In 1543 Vesalius conducted a public dissection in Basel, Switzerland on the body of Jakob Karrer, a notorious local criminal. Afterwards Vesalius assembled and articulated the bones donating the skeleton to the University of Basel. So well preserved was this dissection that it remains the world’s oldest surviving anatomical example. In that same year Andreas Vesalius published his magnus opus entitled: De humani corporis fabrica ( The Fabric of the Human Body). That work was groundbreaking and a major development in modern medical science. The book ,with over 273 exquisite illustrations, transformed anatomy into a subject that relied on observations taken directly from human dissections.
Over the next decade Vesalius traveled throughout Europe, surgically treating injuries, performing postmortems ,administering medications, addressing specific medical questions, and continuing his writings. The religious implications of his methods remained and Andreas was not without his enemies. —after all, this was during the age of the Inquisition. A new round of attacks called for his punishment.
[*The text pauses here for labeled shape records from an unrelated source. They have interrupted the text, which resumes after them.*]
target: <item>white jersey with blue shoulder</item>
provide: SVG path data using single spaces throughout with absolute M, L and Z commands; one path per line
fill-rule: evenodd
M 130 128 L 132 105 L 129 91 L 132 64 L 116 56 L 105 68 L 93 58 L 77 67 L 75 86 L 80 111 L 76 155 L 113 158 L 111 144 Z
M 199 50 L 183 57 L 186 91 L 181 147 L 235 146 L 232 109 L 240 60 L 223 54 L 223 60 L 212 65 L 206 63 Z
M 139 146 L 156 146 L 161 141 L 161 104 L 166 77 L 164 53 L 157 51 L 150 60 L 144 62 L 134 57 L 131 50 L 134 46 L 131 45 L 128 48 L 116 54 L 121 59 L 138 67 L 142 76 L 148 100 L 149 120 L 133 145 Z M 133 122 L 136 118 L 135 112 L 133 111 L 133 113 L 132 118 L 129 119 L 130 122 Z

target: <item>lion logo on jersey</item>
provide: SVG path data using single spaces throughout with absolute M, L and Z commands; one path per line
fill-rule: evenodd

It is said (sources are unclear) that one of his main detractors claimed that Vesalius had performed an autopsy on an aristocrat while the heart was still beating. He was accused of “murder,” condemned to death but in a last-minute reprieve had his sentence commuted to a trip to Jerusalem and the Holy Land as penitence. On his return trip, he was shipwrecked on the island of
Zakynthos, Greece. He died shortly thereafter at age 49.
Andreas Vesalius’s legacy represents the introduction of human anatomy and surgery into modern medicine. After Vesalius, anatomy and surgery became a scientific discipline with implications that revolutionized the practice of medicine and changed the face of science. It is fitting that his epitaph reads “ Genius lives on; all else is mortal.” Hardly the description of a thieving graverobber from Brussels.
DID YOU KNOW?
— The skeleton of Swiss criminal Jacob Karrer is the world’s oldest surviving anatomical skeleton. It can be seen today at the Institute of Anatomy in Basel, Switzerland.
—So exquisite were the drawings found in Vesalius famous text De humani corporis fabrica that some art historians attribute the work to Italian master artist Titian.